The cosmonauts are taken to a secret research faculty in Kazakhstan ran by Colonel Semiradov (Fedor Bondarchuk). He is under pressure from Moscow to figure out what happened to the crew, specifically their “national hero” Konstantin. But it’s soon discovered that there is more at stake than just propaganda. Turns out Konstantin is host to an alien parasite that is using his body as an incubator of sorts. He doesn’t know it’s inside him, but Semiradov does and the potential benefits to the government could prove invaluable.

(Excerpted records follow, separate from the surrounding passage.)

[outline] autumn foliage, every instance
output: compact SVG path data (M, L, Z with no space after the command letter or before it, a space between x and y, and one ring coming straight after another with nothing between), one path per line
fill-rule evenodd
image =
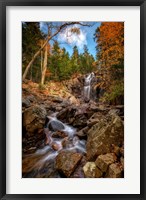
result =
M97 65L106 89L106 96L110 100L115 98L114 86L119 88L116 93L121 98L124 95L124 23L103 22L96 29ZM110 94L110 95L108 95Z

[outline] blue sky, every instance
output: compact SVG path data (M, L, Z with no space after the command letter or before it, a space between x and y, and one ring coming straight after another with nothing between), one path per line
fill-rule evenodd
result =
M63 30L63 32L59 33L56 36L57 41L60 44L61 48L65 48L66 51L69 52L70 55L72 55L73 47L76 45L78 47L79 53L83 53L83 46L87 45L89 53L92 54L94 57L96 57L96 43L93 39L95 30L97 27L100 26L100 22L90 23L92 24L91 27L87 26L80 26L80 25L73 25L74 27L80 28L80 34L72 34L70 32L70 28L66 28ZM56 25L58 23L56 22ZM47 28L44 22L40 22L40 28L43 32L47 32ZM51 42L52 43L52 42Z

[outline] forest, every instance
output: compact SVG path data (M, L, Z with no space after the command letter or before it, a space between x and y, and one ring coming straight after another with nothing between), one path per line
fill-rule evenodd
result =
M22 177L124 177L124 22L22 22Z

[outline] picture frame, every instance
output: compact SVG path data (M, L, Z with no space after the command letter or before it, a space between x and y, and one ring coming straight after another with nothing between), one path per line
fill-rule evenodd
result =
M140 194L7 194L6 185L6 131L7 131L7 77L6 77L6 8L7 6L139 6L140 7ZM145 0L5 0L0 1L0 198L7 199L119 199L146 200L146 1Z

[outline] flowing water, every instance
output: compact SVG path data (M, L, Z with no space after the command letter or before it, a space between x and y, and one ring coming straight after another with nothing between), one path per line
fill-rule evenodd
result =
M62 123L55 115L48 116L49 122L44 128L46 134L46 146L38 149L33 154L25 155L23 158L23 177L36 178L60 178L55 169L55 158L61 150L86 153L86 141L80 140L75 134L76 129ZM65 138L54 138L53 134L61 131Z
M94 73L92 72L85 78L84 82L84 99L85 101L90 100L90 95L91 95L91 81L94 78Z

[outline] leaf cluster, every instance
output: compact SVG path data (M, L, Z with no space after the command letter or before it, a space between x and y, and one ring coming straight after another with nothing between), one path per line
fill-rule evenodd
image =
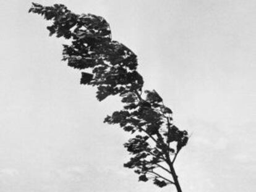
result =
M119 94L124 108L108 115L104 122L119 124L135 135L124 144L132 156L124 167L134 169L139 181L151 180L160 187L174 184L158 173L161 169L173 174L163 165L172 165L178 152L187 142L186 131L173 124L173 111L155 91L146 90L142 96L143 80L137 71L137 56L122 43L112 40L108 23L93 14L75 14L62 4L43 6L33 3L29 12L53 21L47 29L49 35L70 41L63 45L64 61L81 70L80 83L97 88L96 98L102 101ZM170 147L176 143L176 149Z

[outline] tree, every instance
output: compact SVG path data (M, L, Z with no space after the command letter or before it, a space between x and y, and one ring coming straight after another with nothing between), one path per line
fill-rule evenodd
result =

Semiradov recruits Tatyana Klimova (Oksana Akinshina), a neuropsychiatrist who is in hot water with the Health Ministry for using some controversial methods to save a young boy’s life. Semiradov needs someone willing to “take risks” to save a national hero for the government’s propaganda machine and save a potential weapon for the Soviet military. But to do so she’ll have to navigate through the facility’s numerous secrets in order to find out what’s really going on. And some of her discoveries have dramatic (and potentially fatal) implications.
“Sputnik” is built upon a surprisingly rich attention to character. It’s spends much of the first half uncoiling the people we meet almost exclusively through Tatyana’s point of view. Even as the action intensifies in the second half, the characters are always front and center. The performances are well-tuned for a Cold War era thriller. Akinshina brings a needed steely grit to Tatyana while Bondarchuk’s Colonel Semiradov is an enigma – cold, emotionless, and impossible to read.
One of the film’s biggest strengths is found in the eerie atmosphere it maintains from start to finish. Abramenko makes great use of both visuals and sound to create a chilly and unwelcoming environment. Cinematographer Maxim Zhukov shoots in moody washed out color tones and with a slight grain to his images. It effectively looks cut from its time. Meanwhile the ominous score from Oleg Karpachev cuts in at the just the right moments, reenforcing the sense of dread.
I’m almost certain that “Sputnik” will be too much of a slow-burn for some. Yet at the same time Abramenko is constantly moving his story forward whether it’s through the chilling mystery or character growth. I love his patience in allowing his crafty genre brew to play out. And while the influences of “Alien” and “The X-Files” are all over it, “Sputnik” etches its own identity that feels fresh in this day of stale rehashes. “Sputnik” premieres this Friday on VOD.